Metro Manila is most congested city in Asia according to study

<I>View from EDSA. Photo: ABS-CBN</I>
View from EDSA. Photo: ABS-CBN

Metro Manila is Asia’s most congested city, according to the Asian Development Bank (ADB), which revealed research findings yesterday.

ADB’s 2019 urban outlook update has put Manila on the top of the congestion list of 278 “natural cities” (cities that have a population of more than 5 million people), with Kuala Lumpur, Malaysia taking second place. Yangon, Myanmar rounds out the top three.

Read: Stuck in traffic: How Manila’s roads are making love elusive for Filipinos

The graph below represents the cities with the highest congestion rates, with the red line showing the average congestion rate throughout the region, and the blue bar showing each city’s actual congestion rate.

Photo: Asian Development Bank website

In the 199 cities where public transport information was available, 25% of the trips made could not be completed using public transport. Additionally, the report added that the cost of commuting for an average urban resident in developing Asia is high.
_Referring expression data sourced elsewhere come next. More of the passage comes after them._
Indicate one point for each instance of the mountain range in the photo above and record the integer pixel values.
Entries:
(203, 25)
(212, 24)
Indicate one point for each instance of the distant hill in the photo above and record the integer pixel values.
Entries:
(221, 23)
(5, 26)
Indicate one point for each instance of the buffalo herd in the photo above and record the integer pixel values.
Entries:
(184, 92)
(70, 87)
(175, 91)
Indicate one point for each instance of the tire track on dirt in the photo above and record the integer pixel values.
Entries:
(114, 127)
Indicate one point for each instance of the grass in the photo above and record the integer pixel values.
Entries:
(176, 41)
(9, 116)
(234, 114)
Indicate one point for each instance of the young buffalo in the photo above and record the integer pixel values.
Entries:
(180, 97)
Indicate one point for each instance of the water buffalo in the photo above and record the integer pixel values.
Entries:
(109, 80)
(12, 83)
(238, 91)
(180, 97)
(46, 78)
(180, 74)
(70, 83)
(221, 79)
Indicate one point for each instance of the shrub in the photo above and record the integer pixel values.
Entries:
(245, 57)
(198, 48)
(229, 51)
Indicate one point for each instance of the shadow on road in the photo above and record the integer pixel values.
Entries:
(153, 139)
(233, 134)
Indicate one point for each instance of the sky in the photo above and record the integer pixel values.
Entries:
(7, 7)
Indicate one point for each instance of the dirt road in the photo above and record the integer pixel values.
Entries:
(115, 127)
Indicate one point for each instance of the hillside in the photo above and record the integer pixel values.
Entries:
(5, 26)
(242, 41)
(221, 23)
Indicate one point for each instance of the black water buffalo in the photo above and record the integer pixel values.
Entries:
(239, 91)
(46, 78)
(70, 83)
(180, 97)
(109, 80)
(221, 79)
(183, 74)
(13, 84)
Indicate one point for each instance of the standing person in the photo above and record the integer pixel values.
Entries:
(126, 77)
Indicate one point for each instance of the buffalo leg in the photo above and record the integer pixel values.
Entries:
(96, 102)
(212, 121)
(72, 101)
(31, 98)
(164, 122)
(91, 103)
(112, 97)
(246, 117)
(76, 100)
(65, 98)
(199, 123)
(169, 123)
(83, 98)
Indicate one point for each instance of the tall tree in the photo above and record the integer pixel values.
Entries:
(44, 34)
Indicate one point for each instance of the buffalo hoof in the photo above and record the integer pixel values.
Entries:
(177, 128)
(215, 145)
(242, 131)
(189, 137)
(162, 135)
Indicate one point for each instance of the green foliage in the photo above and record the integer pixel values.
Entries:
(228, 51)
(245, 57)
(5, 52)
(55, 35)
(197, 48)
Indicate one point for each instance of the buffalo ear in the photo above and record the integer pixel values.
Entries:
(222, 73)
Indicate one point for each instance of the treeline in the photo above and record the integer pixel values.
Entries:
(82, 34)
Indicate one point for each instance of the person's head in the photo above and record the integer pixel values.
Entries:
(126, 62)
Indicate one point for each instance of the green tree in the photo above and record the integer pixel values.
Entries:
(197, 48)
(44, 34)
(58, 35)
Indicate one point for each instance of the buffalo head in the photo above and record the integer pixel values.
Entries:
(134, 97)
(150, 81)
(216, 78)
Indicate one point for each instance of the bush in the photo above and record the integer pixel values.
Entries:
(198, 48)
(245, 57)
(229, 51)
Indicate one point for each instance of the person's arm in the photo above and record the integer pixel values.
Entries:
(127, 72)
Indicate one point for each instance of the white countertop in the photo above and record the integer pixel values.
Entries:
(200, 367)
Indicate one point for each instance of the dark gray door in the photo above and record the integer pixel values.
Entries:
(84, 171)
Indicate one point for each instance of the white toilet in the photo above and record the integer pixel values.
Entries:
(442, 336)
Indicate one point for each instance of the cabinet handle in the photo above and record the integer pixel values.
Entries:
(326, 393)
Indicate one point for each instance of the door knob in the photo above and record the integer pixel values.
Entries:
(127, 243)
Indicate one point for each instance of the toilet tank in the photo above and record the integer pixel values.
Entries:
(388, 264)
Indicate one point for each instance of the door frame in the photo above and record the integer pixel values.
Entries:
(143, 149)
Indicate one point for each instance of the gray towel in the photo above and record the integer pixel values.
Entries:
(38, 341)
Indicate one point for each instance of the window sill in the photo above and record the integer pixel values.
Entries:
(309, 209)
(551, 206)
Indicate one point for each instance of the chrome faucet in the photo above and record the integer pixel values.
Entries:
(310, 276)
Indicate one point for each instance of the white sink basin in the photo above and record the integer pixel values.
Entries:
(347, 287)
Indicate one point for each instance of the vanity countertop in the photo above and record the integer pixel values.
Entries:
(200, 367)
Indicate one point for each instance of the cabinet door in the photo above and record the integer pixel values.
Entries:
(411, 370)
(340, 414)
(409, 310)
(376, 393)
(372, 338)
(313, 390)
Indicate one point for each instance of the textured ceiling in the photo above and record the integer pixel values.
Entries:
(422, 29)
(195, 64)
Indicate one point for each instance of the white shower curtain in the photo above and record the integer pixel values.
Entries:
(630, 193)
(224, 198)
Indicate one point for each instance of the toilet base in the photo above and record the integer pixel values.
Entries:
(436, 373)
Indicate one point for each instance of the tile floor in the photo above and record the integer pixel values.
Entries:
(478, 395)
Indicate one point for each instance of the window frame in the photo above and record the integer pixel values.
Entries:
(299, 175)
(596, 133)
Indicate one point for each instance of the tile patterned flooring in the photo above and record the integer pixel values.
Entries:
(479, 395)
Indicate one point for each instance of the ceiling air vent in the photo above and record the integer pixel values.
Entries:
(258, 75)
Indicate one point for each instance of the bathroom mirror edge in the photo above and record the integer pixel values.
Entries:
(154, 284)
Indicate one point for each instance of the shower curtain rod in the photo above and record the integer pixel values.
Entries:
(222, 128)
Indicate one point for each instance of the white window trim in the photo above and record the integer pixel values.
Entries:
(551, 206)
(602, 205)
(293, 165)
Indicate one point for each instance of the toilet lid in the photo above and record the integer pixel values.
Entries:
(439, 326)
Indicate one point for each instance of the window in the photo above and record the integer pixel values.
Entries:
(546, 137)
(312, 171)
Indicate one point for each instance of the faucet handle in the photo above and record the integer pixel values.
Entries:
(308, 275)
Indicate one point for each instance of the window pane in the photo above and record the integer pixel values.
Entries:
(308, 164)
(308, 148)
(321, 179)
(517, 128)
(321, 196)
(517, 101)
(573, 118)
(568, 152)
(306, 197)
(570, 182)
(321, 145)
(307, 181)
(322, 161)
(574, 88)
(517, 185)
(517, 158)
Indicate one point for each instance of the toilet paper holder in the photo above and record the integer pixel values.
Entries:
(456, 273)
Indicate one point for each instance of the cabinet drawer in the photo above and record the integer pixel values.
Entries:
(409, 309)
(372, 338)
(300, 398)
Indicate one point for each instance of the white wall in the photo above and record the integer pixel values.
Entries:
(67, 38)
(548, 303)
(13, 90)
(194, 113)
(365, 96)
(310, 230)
According to ADB numbers, congestion in the Philippine capital is twice that of the average rate.

Abdul Abiad, director of ADB’s Macroeconomic Research Division told television show Business Nightly yesterday:

“For Manila, this particular measure is about 50% higher than your average [congestion]. Two particular findings are that a substantial portion of trips, you can’t even take public transport. And second, if you compare transit travel times using public transport versus via [private] cars, they are typically three times as long.”

Read: Desperate Measures: Taguig City commuters climb into full bus’ windows

Study findings also highlighted the need for a more efficient public transportation, sound urban planning, and affordable housing in order to ease congestion problems in urban areas, which would in turn, increase job prospects for residents and overall economic growth.

The Philippines government has previously addressed the issue, and launched several (albeit failed) efforts to solve EDSA and Metro Manila’s notorious traffic problems. Most recently, President Duterte ordered the national police to escort ambulances stuck in traffic, when it was reported that patients being transported in ambulances have died before reaching hospital due to road congestion.